The Camp Fire, in Butte County, north of the state's capital, Sacramento, had burned through some 18,000 acres as of Thursday evening and was zero percent contained as officials scrambled to evacuate area residents. Acting Gov. Gavin Newsom declared a state of emergency.

Social media was flooded with apocalyptic imagery of smoke-filled skies and horizon lines of neon orange. Others took to Twitter to post messages about missing family members. The town of Paradise, California, population 27,000, has been evacuated, officials told local news reporters, as were the nearby communities of Pulga and Concow.

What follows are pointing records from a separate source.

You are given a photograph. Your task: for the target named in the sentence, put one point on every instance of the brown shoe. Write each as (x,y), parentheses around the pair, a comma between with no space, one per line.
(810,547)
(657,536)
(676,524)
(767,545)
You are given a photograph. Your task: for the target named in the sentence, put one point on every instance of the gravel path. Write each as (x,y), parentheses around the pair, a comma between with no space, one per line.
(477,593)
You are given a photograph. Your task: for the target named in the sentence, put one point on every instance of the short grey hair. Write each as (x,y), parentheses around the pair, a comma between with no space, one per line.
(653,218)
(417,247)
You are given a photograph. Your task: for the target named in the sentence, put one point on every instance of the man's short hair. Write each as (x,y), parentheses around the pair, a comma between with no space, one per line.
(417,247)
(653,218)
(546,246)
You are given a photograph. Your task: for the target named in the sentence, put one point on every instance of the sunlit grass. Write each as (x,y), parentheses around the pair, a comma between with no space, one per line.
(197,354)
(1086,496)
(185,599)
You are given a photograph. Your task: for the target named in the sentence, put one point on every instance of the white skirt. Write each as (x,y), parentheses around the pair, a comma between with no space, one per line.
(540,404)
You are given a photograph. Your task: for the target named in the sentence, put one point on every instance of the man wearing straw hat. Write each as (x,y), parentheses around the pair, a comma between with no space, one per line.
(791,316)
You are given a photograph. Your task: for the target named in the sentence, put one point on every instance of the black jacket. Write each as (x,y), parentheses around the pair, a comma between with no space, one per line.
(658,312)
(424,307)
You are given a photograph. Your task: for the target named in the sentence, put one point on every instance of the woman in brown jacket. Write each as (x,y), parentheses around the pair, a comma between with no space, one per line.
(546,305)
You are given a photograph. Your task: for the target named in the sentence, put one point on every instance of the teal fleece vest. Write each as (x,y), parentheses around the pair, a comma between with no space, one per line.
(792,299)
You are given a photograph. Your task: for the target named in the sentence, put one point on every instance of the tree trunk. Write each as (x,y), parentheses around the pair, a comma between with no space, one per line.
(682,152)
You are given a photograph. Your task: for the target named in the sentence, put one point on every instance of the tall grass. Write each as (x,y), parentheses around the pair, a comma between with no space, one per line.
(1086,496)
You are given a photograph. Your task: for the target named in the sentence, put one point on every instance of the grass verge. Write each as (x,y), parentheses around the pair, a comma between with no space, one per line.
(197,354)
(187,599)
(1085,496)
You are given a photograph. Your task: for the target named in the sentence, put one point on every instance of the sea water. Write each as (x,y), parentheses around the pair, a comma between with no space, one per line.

Colton Percifield, 20, said in an interview that he awoke at friend's house in Concow to find smoke outside around 7 a.m. Spot fires soon encroached on the house.

"Within half an hour the whole place was in flames," he said. By 8:20 a.m., the house was burning.

Percifield left in his pickup truck for an emergency meeting place in a field outside town, finding himself on an empty road with the fire a swelling inferno on both sides of the road around him. A video he took captures the hellacious conditions he described; thick smoke and heat surrounding the truck as the temperature rose inside, while giant sparks and flames licked the roof over his head in near pitch-black darkness. At one point, a tree branch fell on his car, smashing his windshield and denting his hood.

Percifield said that he drove off the road a few times in the low visibility conditions but eventually made it to a meadow that is maintained for residents to gather in the event of fires. He said that people spoke there about neighbors in Concow who had been unable to escape their homes.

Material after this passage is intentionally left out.